Harvard Business Review recommends looking at churn as an indicator of behavior rather than a metric. They suggest managers ask these key questions to get to what’s behind the number and help identify what can be done to change it.

  • arrow What are we as a company doing to cause customer turnover?
  • arrow What are our customers doing that’s contributing to their leaving?
  • arrow How can we better manage our customer relationships to make sure it doesn’t happen?

Predicting Churn

Although there’s no sure way to predict customer churn, with the help of analytics and a predictive model you can estimate which customers are more likely to churn. An effective churn predictive model will study customer history and purchase patterns to predict future actions.

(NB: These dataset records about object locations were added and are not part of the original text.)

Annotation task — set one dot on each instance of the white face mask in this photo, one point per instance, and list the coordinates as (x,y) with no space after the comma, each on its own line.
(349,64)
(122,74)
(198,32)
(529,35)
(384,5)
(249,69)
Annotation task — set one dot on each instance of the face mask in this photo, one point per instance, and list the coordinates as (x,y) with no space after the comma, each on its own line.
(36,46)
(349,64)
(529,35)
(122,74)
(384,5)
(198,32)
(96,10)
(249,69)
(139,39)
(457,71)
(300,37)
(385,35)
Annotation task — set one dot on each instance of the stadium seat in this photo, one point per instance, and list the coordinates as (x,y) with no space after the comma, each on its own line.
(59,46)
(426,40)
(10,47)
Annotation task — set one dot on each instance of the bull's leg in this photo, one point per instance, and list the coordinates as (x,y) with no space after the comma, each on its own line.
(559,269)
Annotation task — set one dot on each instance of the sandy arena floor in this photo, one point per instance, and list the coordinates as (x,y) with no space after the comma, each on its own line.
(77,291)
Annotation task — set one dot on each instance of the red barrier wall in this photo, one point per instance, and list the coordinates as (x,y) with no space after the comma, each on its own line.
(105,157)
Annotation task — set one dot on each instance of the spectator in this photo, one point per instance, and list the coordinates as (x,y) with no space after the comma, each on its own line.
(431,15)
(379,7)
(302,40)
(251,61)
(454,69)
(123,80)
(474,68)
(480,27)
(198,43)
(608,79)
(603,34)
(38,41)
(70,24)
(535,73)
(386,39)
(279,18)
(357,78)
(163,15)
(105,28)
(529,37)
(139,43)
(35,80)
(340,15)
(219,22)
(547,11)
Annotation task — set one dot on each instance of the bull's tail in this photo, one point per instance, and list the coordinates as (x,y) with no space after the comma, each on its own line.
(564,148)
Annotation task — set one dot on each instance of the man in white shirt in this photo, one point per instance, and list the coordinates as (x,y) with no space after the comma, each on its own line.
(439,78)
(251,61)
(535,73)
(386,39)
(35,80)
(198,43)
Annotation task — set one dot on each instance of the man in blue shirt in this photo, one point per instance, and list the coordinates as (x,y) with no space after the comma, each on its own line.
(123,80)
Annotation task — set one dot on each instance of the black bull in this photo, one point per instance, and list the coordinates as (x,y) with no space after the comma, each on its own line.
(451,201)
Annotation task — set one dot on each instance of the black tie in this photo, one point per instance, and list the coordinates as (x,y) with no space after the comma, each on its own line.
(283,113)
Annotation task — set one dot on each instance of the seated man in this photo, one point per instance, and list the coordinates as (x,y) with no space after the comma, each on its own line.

Data derived through loyalty programs can be a great indicator of customer churn. For example, if the customer is actively earning and redeeming points, she/he is most likely to stick with your brand to reap the rewards of your loyalty program. Customers that haven’t redeemed their points in a long time are more likely to churn. An investigative look into the customer’s journey with your brand will give great insights on customer behavior. For instance, a noticeable decrease in purchase frequency or the average time spent on the website and app are indicative of churn. Early detection of such traits can help in identifying at-risk customers, giving you time to formulate new strategies to win back their attention, trust, and confidence.

Stages of Churn

Customers may drop off at various times throughout their life cycle. Churn is typically categorized into three stages, each with its own characteristics and strategy.

Early-stage Churn

Early-stage churn is when you lose customers after the first or second purchase. Many companies don’t realize how significant the dip is at this point. The reality is 60 – 70% of their customers simply aren’t coming back. Improving churn in the early stage can have a huge impact on your churn rates throughout the rest of the customer lifecycle. Keeping customers engaged and adding value from day one is one of the best ways to minimize early-stage churn.

Early-stage Churn
Mid-stage Churn

Mid-stage Churn

Mid-stage churn is when you lose customers after they’ve been fairly regular customers for several years. This is where most companies focus their retention efforts. At this stage, it’s already established the customer is satisfied with your products. Clear and consistent communication, responsive service, timely and relevant offers, as well as education and engagement strategies can help to retain customers and considerably reduce mid-stage churn.

Late-stage Churn

Late-stage churn primarily refers to the loss of your best customers. We’re talking about the top 20% of your customers that account for 80% of your revenue. Causes of late-stage churn could vary from brand fatigue, competitor tactics, or customer experience but the underlying factor here is a lack of loyalty. “Late-stage churn often results in the loss of your best customers and, while the percentage may be lower, the cost to your business is significantly greater”, explains Erin Raese, Annex Cloud’s VP of Growth. “By this stage, if loyalty isn’t established, you need to step up your game and adopt a loyalty strategy that rewards customers for profitable behaviors.”

Late-stage Churn
69%

of customers leave because they believe you don’t care about them.

Source: RightNow’s Customer Experience Impact Study

How Companies Use Churn Rate

Keeping a pulse on how many customers leave and understanding why helps inform marketing and other strategies. A low churn rate indicates things are working well, a high churn rate could signal the need for improvement. That may be your marketing strategy, customer service methodology, or something else. In short, churn rate is a valuable metric that speaks to how well you are, or aren’t engaging with and serving your customers.

Marketing managers can also look at churn rate for specific customer segments. Today, with the right data and technology, they can do more than understand what happened in previous periods, they can actually predict what’s going to happen. While marketers typically have the biggest interest in churn rate, investors may also use it to evaluate the health of a company.